Someone will object, “We are only teaching them about the contributions of a certain community.” Well, that is nonsense. What community, when there are no generations? There may be a high concentration of homosexuals in a town here or a neighborhood there, but that’s all. But again, why this “community”? Why not actual identifiable communities? Catholics in the United States were ten thousand times more influential and more identifiably belonging to a community than men beset with same-sex attraction have ever been. Why should we not then mandate “Catholic Studies”? Or Lutheran Studies? Or Baptist Studies? Or Jewish Studies? Because none of these groups has ever been the object of discrimination or opprobrium? Really?

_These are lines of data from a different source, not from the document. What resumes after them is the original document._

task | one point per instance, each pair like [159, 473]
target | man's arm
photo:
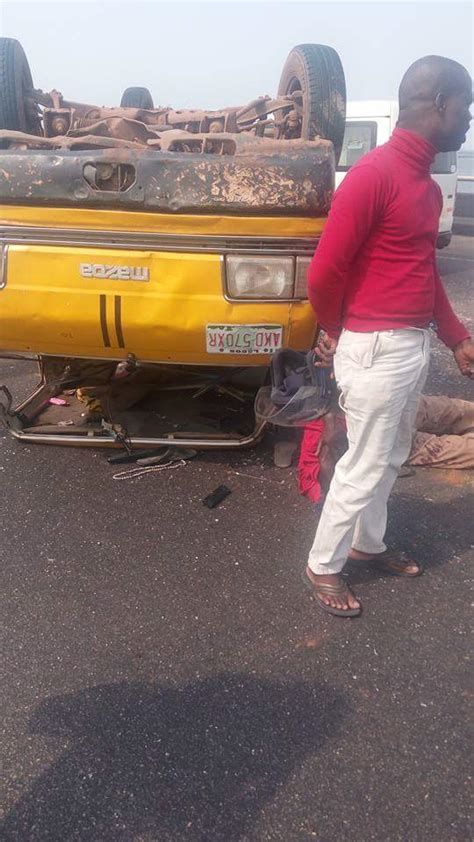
[450, 330]
[354, 211]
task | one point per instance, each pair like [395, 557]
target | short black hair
[429, 76]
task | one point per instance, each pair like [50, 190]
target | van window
[445, 162]
[359, 138]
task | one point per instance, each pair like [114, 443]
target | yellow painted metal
[47, 307]
[115, 220]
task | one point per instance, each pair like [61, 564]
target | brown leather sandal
[393, 563]
[341, 589]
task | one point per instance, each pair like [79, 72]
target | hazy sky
[217, 54]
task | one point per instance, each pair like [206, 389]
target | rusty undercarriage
[273, 157]
[269, 155]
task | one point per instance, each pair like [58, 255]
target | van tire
[18, 111]
[316, 71]
[136, 98]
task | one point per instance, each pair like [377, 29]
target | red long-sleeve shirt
[375, 266]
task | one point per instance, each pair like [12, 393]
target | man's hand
[325, 350]
[464, 356]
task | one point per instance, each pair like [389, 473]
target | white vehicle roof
[372, 108]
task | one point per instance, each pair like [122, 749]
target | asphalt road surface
[166, 677]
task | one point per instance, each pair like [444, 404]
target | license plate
[243, 339]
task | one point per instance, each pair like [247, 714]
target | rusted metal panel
[261, 177]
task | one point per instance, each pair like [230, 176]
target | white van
[369, 124]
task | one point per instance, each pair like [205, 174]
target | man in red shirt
[376, 291]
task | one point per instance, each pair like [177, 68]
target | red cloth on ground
[309, 464]
[375, 267]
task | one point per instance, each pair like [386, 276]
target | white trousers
[381, 376]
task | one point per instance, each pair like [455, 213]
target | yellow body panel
[113, 220]
[47, 307]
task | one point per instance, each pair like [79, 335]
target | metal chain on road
[138, 473]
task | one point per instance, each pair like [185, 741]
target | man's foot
[332, 594]
[396, 563]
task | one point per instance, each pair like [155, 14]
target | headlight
[260, 277]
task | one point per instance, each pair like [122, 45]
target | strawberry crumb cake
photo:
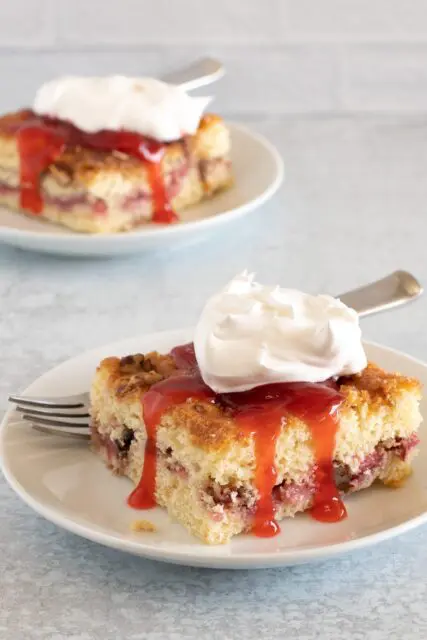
[102, 155]
[272, 411]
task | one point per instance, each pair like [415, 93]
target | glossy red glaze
[259, 412]
[41, 141]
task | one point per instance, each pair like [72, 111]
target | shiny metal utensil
[199, 74]
[396, 289]
[69, 415]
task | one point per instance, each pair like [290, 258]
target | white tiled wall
[282, 56]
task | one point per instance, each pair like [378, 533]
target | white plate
[258, 171]
[67, 484]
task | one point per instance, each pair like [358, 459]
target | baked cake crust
[206, 464]
[98, 192]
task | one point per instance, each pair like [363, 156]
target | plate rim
[101, 239]
[241, 560]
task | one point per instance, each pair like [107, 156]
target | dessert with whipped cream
[273, 410]
[101, 155]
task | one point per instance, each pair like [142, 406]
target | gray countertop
[352, 209]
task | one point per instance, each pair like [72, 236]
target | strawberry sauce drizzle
[41, 141]
[258, 412]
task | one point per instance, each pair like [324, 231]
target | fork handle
[392, 291]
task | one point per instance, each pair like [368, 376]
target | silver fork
[62, 415]
[69, 415]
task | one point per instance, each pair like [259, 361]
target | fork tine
[47, 411]
[62, 433]
[65, 402]
[55, 423]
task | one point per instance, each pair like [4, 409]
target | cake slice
[94, 183]
[223, 464]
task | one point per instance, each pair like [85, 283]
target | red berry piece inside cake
[272, 411]
[101, 155]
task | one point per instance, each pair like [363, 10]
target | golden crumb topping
[213, 427]
[376, 386]
[83, 165]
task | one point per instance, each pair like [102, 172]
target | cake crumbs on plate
[142, 525]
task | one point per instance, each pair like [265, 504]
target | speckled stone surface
[353, 208]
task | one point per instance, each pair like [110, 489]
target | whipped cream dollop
[142, 105]
[249, 335]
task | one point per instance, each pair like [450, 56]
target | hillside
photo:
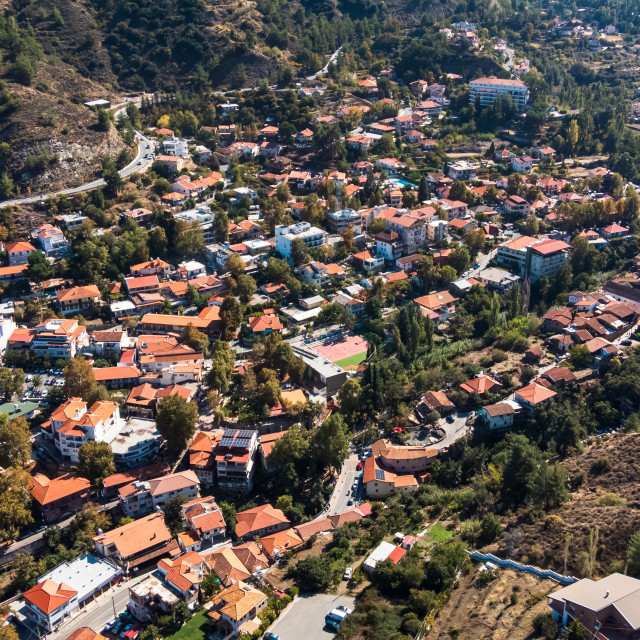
[609, 467]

But if we are going to study communities, why not study the habits of men and women who make for stable and wholesome communities? Would that not be the more reasonable thing to do? Why not then hold up for the student’s admiration the examples of men and women who fell in love, who kept themselves chaste before marriage, and who thus had no need for child-murder or hormonal trickery or the lying to oneself and to one’s partner that fornication necessarily involves, who then married and stayed married, and raised their families by their best lights, and taught their children in turn to do the same, making their boys into men and their girls into women, comfortable with friends of their own sex, and attracted in love to the other? Why not talk about the natural virtues of manhood and womanhood? Why not — if we are going to talk about sexual desire at all — hold up for emulation those men and women who lived virtuously, like William and Ida McKinley, or Robert and Elizabeth Browning? That is, if we did have time for such, having ensured that we were not turning out illiterates by the millions.